After strafing the village with machine gun fire and going house to house, the narrator describes the humanity massed at a so-called collection point—“women with babies in their arms,” “a few old men walking silently and solemnly as though towards Judgement Day,” and “a blind man, led by a child, perhaps his grandson, who walked along looking around him in bewilderment and curiosity”—all the while struggling to put his thoughts into words.

“And with all these blind, lame, old, stumbling people, and the women and children all together like some place in the Bible that describes something like this, I don’t remember where—in addition to this bit of the Bible, which was already weighing on our hearts, we now reached an open place in which there stood a wide-spreading sycamore tree under which we saw sitting in a huddle the entire population of the village, gathered in silence, a great dappled mass, all collected together, a single silent assembly following what was happening with their eyes, one of them occasionally sighing, ‘O dear God.’ ”

The narrator finds the words he was searching for near the end of the novel, as he watches his unit load the villagers onto trucks, which will transport them across the newly created border. “All at once everything seemed to mean something different, more precisely: exile. This was exile. This was what exile was like. This was what exile looked like.” A few pages later, the narrator imagines a future Khirbet Khizeh populated by Jews. “We’d open a cooperative store, establish a school, maybe even a synagogue. … Who, then, would ever imagine that once there had been some Khirbet Khizeh that we emptied out and took for ourselves. We came, we shot, we burned; we blew up, expelled, drove out, and sent into exile.” With a conclusion like this, it’s no surprise that Khirbet Khizeh was the source of fierce controversy when it was first published in 1949, and again in 1978, when it was turned into a TV movie.

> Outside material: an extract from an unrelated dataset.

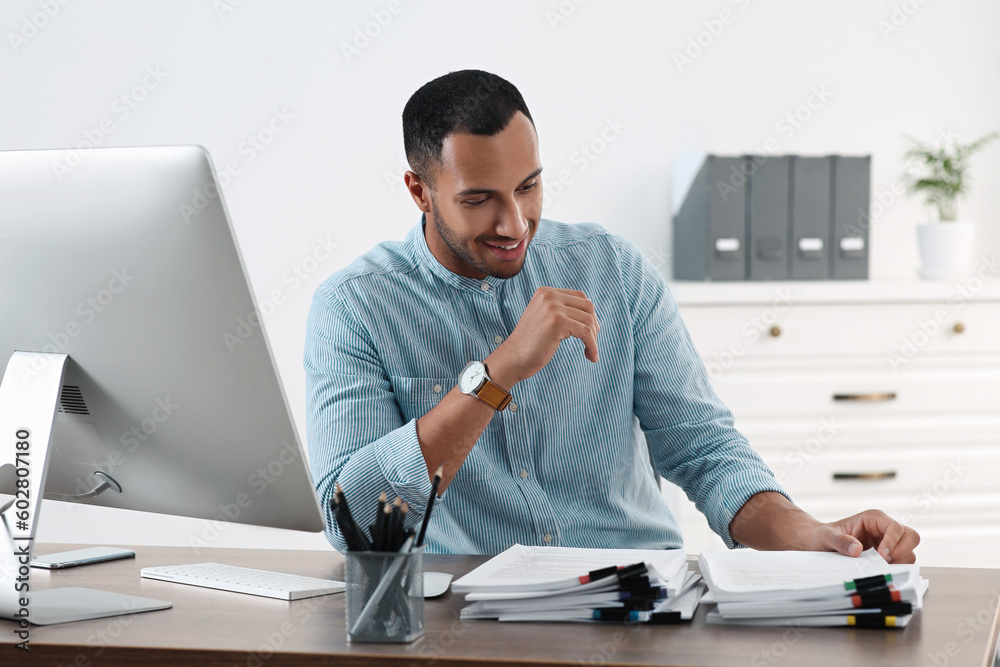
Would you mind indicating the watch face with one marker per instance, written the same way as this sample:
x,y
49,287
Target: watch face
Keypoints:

And one should not be surprised, perhaps, that it took sixty years for the novel to be translated into English. (Kudos to MacArthur fellows Peter Cole and Adina Hoffman, and their Jerusalem-based Ibis Editions, for publishing the novel, and to Nicholas de Lange and Yaacob Dweck for their beautiful translation.) Khirbet Khizeh may be difficult and it may be challenging, but we should not shy away from those things we find difficult and challenging, the messy truths that unravel our mythologies. Whatever you call the events of 1948, if you call them anything, this is an amazing novel, a testament to humanity in the midst of war. It is a war novel whose power derives from the lyricism of its prose and the subtle, very human complexity of the narrator’s response to what he has witnessed. For that alone, Khirbet Khizeh deserves to be placed on a list of its own.